Ich glaube, dass wir mittlerweile alle mit diesem Thema vertraut sind. Trotzdem möchte ich das an dieser Stelle nochmal erwähnen: Achte unbedingt auf Bewertungen. Gibt es zu viele positive Bewertungen? Sind die Bewertungen ähnlich? Skeptisch zu sein, ist bei einer Urlaubsbuchung keine schlechte Sache. Prüfe lieber einmal zu oft, ob die Anzahl der Bewertungen zeitlich überhaupt einzuordnen ist.

4. Gefälschte Links

Du hast bestimmt schon mindestens einmal eine E-Mail mit einem vermeintlichen Angebot und einem Link als E-Mail bekommen. Solche Phishing-Kampagnen sind schon eine lange Zeit sehr verbreitet und verfolgen das Ziel, möglichst viele Informationen von den Opfern zu sammeln. Bei der Urlaubsbuchung bzw. -planung gibt es eine große Reichweite von klein bis groß. Aus diesem Grund haben es Cyberkriminelle, vor allem während des Sommerurlaubes, auf E-Mails mit großartigen Angeboten abgesehen.

Zwar sind die meisten E-Mail-Dienste mittlerweile in der Lage solche E-Mails herauszufiltern allerdings solltest Du trotzdem wachsam sein und den Link überprüfen, bevor Du draufklickst. Weitere Tipps und Tricks, wie Du Phishing-Mails erkennst, findest Du hier.

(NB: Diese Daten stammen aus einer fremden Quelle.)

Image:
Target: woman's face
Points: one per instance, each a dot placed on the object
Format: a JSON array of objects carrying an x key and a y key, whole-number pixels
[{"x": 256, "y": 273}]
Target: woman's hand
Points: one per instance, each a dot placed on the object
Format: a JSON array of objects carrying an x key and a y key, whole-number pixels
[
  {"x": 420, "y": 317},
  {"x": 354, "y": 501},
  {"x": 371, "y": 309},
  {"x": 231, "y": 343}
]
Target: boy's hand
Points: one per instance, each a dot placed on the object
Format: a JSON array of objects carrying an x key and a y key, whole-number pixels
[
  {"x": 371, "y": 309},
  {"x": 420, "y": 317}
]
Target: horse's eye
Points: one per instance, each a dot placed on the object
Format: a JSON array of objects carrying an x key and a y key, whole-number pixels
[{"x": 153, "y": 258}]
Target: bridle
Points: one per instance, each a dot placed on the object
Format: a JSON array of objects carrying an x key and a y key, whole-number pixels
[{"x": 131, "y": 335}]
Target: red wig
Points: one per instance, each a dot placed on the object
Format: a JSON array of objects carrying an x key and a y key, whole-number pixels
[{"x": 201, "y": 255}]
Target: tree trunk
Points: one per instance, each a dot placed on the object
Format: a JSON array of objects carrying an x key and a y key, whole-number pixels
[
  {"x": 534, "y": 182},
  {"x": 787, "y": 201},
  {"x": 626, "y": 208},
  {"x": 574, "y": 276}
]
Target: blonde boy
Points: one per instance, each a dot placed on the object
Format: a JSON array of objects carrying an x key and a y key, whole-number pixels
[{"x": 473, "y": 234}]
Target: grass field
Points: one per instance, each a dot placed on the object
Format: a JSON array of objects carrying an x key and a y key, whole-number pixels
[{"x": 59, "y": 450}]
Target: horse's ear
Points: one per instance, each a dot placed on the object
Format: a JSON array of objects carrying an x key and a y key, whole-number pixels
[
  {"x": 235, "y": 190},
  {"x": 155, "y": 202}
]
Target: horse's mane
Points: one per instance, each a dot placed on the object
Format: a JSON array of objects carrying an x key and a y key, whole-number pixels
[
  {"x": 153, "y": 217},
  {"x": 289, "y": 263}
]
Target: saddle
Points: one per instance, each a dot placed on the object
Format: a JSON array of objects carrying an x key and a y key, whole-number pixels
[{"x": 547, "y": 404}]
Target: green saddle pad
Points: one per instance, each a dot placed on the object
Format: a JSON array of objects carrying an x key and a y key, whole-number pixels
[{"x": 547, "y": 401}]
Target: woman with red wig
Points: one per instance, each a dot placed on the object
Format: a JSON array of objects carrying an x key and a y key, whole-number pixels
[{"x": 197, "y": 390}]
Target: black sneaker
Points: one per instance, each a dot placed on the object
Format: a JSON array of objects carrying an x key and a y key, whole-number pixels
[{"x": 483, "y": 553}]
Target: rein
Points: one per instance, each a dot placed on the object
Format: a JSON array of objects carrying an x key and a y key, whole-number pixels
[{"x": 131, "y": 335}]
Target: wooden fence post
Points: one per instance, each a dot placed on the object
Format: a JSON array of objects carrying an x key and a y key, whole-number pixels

Tipps um Betrügern auf Plattformen wie Airbnb zu umgehen:

Wenn Du auf Nummer sicher gehen willst, dann solltest Du am besten nur nach Gastgebern und Unterkünften suchen, die den sogenannten Verifizierungsprozess abgeschlossen haben. Ein Betrüger wird sich wahrscheinlich niemals mit echten Dokumenten auf einer Plattform anmelden.

Zusätzlich hilft es, nach Gastgebern zu suchen, die den Superhost-Status haben. Das bedeutet nämlich, dass sie in der Vergangenheit einen ausgezeichneten Service geboten haben.

Deswegen unser Tipp an Dich: Auch wenn das Reisen zum Glück (auch wenn nur eingeschränkt) möglich ist, sollten wir wachsam sein.